Pandas，删除最后一个'_'之后的所有内容

Question

I have the following kind of strings in my column seen below.我的专栏中有以下类型的字符串，如下所示。 I would like to parse out everything after the last _ of each string, and if there is no _ then leave the string as-is.我想解析每个字符串的最后一个_之后的所有内容，如果没有_则保留字符串原样。 (as my below try will just exclude strings with no _ ) （因为我下面的尝试只会排除没有_的字符串）

so far I have tried below, seen here: Python pandas: remove everything after a delimiter in a string .到目前为止，我已经在下面尝试过，在这里看到： Python pandas: remove all after a delimiter in a string 。 But it is just parsing out everything after first _但它只是在第一个_之后解析所有内容

d6['SOURCE_NAME'] = d6['SOURCE_NAME'].str.split('_').str[0]

Here are some example strings in my SOURCE_NAME column.以下是我的 SOURCE_NAME 列中的一些示例字符串。

Stackoverflow_1234
Stack_Over_Flow_1234
Stackoverflow
Stack_Overflow_1234

Expected:预期的：

Stackoverflow
Stack_Over_Flow
Stackoverflow
Stack_Overflow

any help would be appreciated.任何帮助，将不胜感激。

Answer 1

Use a combination of str.rsplit and str.get for your desired outcome.使用str.rsplit和str.get的组合以获得您想要的结果。 str.rsplit simply splits a string from the end, while str.get gets the nth element of an iterator within a pd.Series object. str.rsplit只是从末尾拆分字符串，而str.get获取 pd.Series object 中迭代器的第 n 个元素。

Answer回答

d6['SOURCE_NAME'] = df['SOURCE_NAME'].str.rsplit('_', n=1).str.get(0)

the n argument in rsplit limits number of splits in output so that you only keep everything before the last '_'. rsplit 中的n参数限制了rsplit中的拆分次数，因此您只保留最后一个“_”之前的所有内容。
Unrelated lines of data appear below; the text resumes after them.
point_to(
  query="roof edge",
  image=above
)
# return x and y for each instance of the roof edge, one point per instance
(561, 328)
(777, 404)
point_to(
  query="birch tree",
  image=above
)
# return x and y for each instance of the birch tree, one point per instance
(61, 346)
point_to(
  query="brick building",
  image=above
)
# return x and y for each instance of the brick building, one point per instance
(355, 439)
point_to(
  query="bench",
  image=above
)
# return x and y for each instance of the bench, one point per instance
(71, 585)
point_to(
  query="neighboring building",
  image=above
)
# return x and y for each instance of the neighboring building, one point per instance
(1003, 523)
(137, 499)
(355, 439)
Even though a solution using pd.Series.apply is almost half as fast, I like this one because is more expressive in it's syntax.尽管使用pd.Series.apply的解决方案几乎快了一半，但我喜欢这个解决方案，因为它的语法更具表现力。 If you want to use the pd.Series.apply solution (faster) check the timing part!如果您想使用pd.Series.apply解决方案（更快），请检查计时部分！

pandas documentation . pandas 文档。

Example例子

strs = ['Stackoverflow_1234',
        'Stack_Over_Flow_1234',
        'Stackoverflow',
        'Stack_Overflow_1234']
df = pd.DataFrame(data={'SOURCE_NAME': strs})

This results in这导致

print(df)
            SOURCE_NAME
0    Stackoverflow_1234
1  Stack_Over_Flow_1234
2         Stackoverflow
3   Stack_Overflow_1234

Using the proposed solution:使用建议的解决方案：

df['SOURCE_NAME'].str.rsplit('_', 1).str.get(0)

0      Stackoverflow
1    Stack_Over_Flow
2      Stackoverflow
3     Stack_Overflow
Name: SOURCE_NAME, dtype: object

Time时间

Interestingly, using pd.Series.str is not necessarily faster than using pd.Series.apply :有趣的是，使用pd.Series.str不一定比使用pd.Series.apply快：

import pandas as pd

df = pd.DataFrame(data={'SOURCE_NAME': ['stackoverflow_1234_abcd'] * 1000})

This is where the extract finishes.